# 📊 Stage 1: Data Collection and Exploration

**Welcome to the first stage of your deep learning journey!** In this notebook, we'll lay the foundation for our image classification project by acquiring and thoroughly understanding our dataset. A deep understanding of the data is crucial for building effective models.

### 🎯 Objectives for this Stage:

- **Download and Load**: Use `torchvision` to efficiently acquire the CIFAR-10 dataset.
- **Explore Structure**: Understand the dataset's components, size, and format.
- **Visualize Samples**: Look at images from each class to build intuition about the data.
- **Analyze Distribution**: Check the balance of classes to identify potential biases.

### 🔍 Why This Stage Matters

The principle of **"Garbage in, garbage out"** is fundamental in machine learning. The quality of our model is capped by the quality of our data. By meticulously analyzing the dataset now, we can:

- Make informed decisions about data preprocessing and augmentation.
- Identify and mitigate potential issues early on.
- Develop a strong intuition for the classification challenge ahead.

---

**Let's begin by setting up our environment and importing the necessary tools!** 🚀

## 1. Setup: Importing Libraries and Preparing the Environment

First, we'll import the essential libraries for data handling, visualization, and file operations. We'll also create the necessary directories to store our raw data, ensuring our project stays organized.

In [None]:
# Standard libraries for data manipulation and visualization
import torch
import torchvision
import torchvision.transforms as transforms
import numpy as np
import matplotlib.pyplot as plt
import os

# Custom script for handling the download process
from scripts.data_download import download_and_extract_cifar10_data, download_and_extract_cifar100_data

# Create the directory for our raw data if it doesn't already exist
print("Preparing data directory...")
os.makedirs("data/raw", exist_ok=True)
print("Setup complete.")


## 2. Data Acquisition: Downloading the CIFAR-10 Dataset

Now that our environment is ready, let's download the CIFAR-10 dataset. We are using a helper function from our `scripts` directory which handles the download and initial loading into PyTorch `Dataset` objects. This will provide us with two separate datasets: one for training our model and one for testing its performance.

In [None]:
train_dataset, test_dataset = download_and_extract_cifar10_data()
# train_dataset, test_dataset = download_and_extract_cifar100_data()

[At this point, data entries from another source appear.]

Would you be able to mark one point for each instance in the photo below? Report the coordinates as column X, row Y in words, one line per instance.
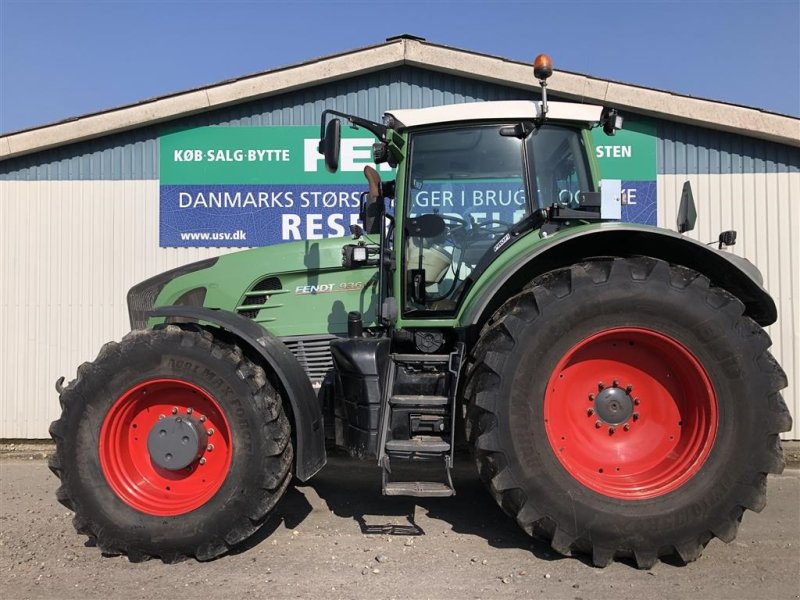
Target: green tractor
column 612, row 381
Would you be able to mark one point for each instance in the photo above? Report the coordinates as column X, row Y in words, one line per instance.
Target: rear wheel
column 171, row 444
column 626, row 408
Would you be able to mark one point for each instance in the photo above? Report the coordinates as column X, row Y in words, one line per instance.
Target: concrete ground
column 338, row 537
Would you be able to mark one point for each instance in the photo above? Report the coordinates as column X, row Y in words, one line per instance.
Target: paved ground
column 339, row 538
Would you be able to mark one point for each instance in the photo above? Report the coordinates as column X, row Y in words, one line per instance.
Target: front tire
column 171, row 444
column 595, row 466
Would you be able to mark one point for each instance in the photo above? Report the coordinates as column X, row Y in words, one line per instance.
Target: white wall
column 69, row 251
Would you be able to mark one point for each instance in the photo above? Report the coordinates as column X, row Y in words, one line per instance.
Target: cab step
column 419, row 400
column 417, row 446
column 420, row 489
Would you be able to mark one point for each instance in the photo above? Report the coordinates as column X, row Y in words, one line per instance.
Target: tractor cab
column 471, row 180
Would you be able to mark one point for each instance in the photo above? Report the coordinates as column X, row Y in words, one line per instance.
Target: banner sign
column 630, row 155
column 482, row 201
column 256, row 186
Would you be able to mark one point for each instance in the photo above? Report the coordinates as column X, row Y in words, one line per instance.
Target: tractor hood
column 297, row 288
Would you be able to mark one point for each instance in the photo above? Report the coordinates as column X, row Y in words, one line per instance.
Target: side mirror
column 329, row 145
column 687, row 213
column 612, row 121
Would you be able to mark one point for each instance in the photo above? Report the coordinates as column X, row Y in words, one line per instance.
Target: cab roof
column 511, row 110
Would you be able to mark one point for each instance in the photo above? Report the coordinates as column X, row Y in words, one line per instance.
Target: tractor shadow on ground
column 292, row 510
column 352, row 489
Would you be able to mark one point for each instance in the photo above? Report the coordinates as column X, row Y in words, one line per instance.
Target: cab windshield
column 467, row 186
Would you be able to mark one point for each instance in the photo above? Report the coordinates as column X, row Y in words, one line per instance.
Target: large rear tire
column 626, row 408
column 171, row 444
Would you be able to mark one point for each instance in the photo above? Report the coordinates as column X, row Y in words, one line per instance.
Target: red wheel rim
column 126, row 461
column 630, row 443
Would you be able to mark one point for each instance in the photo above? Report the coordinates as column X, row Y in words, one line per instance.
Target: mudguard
column 309, row 432
column 735, row 274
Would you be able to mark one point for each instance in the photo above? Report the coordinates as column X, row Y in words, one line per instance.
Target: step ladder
column 418, row 420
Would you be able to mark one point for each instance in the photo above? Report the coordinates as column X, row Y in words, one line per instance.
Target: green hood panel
column 301, row 287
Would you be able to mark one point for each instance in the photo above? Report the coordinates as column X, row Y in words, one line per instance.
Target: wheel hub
column 175, row 442
column 613, row 405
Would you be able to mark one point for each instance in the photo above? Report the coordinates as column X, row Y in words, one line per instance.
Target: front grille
column 258, row 296
column 313, row 352
column 142, row 296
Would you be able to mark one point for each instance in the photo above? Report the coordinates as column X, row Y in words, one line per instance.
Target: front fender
column 308, row 428
column 530, row 258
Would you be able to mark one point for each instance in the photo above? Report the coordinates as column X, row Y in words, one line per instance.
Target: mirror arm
column 377, row 129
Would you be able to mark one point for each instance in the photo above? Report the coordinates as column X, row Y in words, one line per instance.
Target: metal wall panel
column 686, row 149
column 763, row 209
column 69, row 251
column 134, row 155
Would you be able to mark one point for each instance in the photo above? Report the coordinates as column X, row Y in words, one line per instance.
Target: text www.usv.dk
column 217, row 236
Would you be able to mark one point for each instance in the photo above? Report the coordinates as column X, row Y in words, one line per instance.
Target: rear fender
column 733, row 273
column 309, row 432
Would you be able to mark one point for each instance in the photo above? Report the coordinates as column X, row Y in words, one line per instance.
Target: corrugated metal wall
column 134, row 155
column 753, row 187
column 80, row 225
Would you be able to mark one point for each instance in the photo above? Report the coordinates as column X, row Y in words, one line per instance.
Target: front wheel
column 171, row 444
column 626, row 408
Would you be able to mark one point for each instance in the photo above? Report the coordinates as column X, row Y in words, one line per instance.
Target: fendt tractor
column 611, row 380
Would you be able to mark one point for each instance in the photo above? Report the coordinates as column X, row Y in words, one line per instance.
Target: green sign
column 254, row 155
column 630, row 154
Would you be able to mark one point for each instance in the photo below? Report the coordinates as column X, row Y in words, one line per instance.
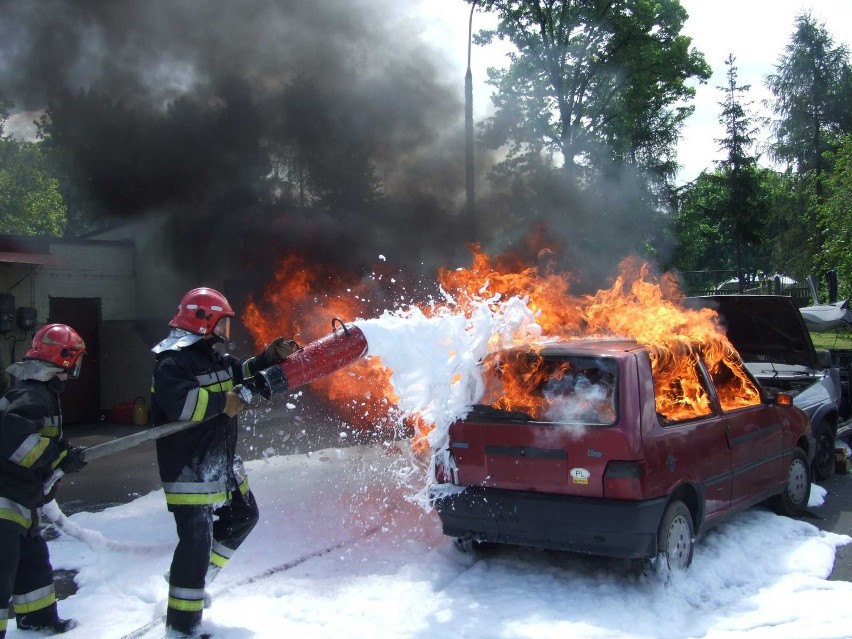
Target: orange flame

print(f"Training dataset contains {len(train_dataset)} images.")
print(f"Test dataset contains {len(test_dataset)} images.")

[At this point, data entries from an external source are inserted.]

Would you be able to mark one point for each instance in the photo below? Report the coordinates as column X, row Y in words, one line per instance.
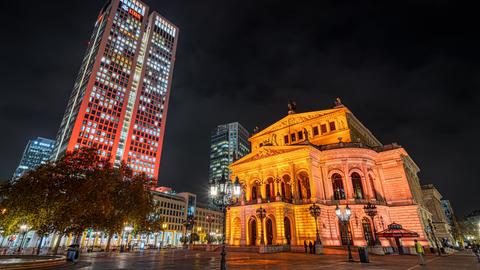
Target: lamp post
column 344, row 217
column 261, row 214
column 210, row 218
column 23, row 230
column 371, row 211
column 128, row 229
column 224, row 193
column 164, row 228
column 188, row 223
column 315, row 212
column 432, row 230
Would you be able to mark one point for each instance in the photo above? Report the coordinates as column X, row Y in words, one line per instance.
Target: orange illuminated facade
column 120, row 97
column 329, row 158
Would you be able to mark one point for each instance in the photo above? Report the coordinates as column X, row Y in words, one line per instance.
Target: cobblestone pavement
column 181, row 259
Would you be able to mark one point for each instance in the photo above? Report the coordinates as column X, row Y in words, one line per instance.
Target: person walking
column 420, row 252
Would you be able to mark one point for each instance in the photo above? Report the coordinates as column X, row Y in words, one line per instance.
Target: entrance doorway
column 253, row 231
column 269, row 232
column 288, row 230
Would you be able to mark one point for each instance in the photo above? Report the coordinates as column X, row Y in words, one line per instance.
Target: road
column 193, row 260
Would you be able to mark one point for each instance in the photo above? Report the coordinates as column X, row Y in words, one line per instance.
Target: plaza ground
column 183, row 259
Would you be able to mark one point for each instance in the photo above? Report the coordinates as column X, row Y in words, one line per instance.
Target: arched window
column 374, row 191
column 357, row 186
column 304, row 181
column 338, row 191
column 367, row 231
column 300, row 195
column 288, row 188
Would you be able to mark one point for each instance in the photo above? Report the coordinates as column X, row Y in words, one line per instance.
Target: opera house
column 329, row 158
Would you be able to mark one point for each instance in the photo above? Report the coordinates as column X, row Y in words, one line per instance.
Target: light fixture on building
column 344, row 217
column 224, row 193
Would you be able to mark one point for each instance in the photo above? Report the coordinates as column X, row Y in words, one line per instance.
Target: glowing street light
column 261, row 214
column 344, row 217
column 224, row 193
column 24, row 228
column 371, row 211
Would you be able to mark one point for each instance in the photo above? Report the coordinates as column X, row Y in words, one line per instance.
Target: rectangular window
column 300, row 135
column 332, row 126
column 323, row 128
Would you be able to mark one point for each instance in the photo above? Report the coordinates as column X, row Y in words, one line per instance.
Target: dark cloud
column 408, row 69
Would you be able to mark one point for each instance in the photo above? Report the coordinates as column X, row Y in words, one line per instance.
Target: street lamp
column 371, row 211
column 432, row 230
column 315, row 212
column 261, row 214
column 164, row 227
column 224, row 193
column 344, row 217
column 188, row 224
column 210, row 218
column 23, row 229
column 128, row 229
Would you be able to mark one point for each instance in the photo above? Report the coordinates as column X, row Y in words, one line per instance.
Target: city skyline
column 415, row 77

## 3. Exploratory Data Analysis (EDA)

With the data loaded, our next step is to explore it. EDA helps us understand the characteristics of our dataset, which is vital for building an effective model.

### 3.1. Visualizing Image Samples

Let's visualize a few random images from our training set along with their corresponding labels. This gives us a qualitative feel for the image quality, object variety, and overall complexity of the classification task.

In [None]:
# Define the classes in the CIFAR-10 dataset
classes = train_dataset.classes

def imshow(img):
    """Helper function to un-normalize and display an image."""
    # The ToTensor transform scales images to [0,1], we'll display them as such
    npimg = img.numpy()
    plt.imshow(np.transpose(npimg, (1, 2, 0)))
    plt.axis('off')
    plt.show()

# Create a DataLoader to fetch a small batch of random training images
data_loader = torch.utils.data.DataLoader(train_dataset, batch_size=8, shuffle=True)
images, labels = next(iter(data_loader))

# Show the images in a grid
print("Displaying a random batch of 8 images from the training set:")
imshow(torchvision.utils.make_grid(images))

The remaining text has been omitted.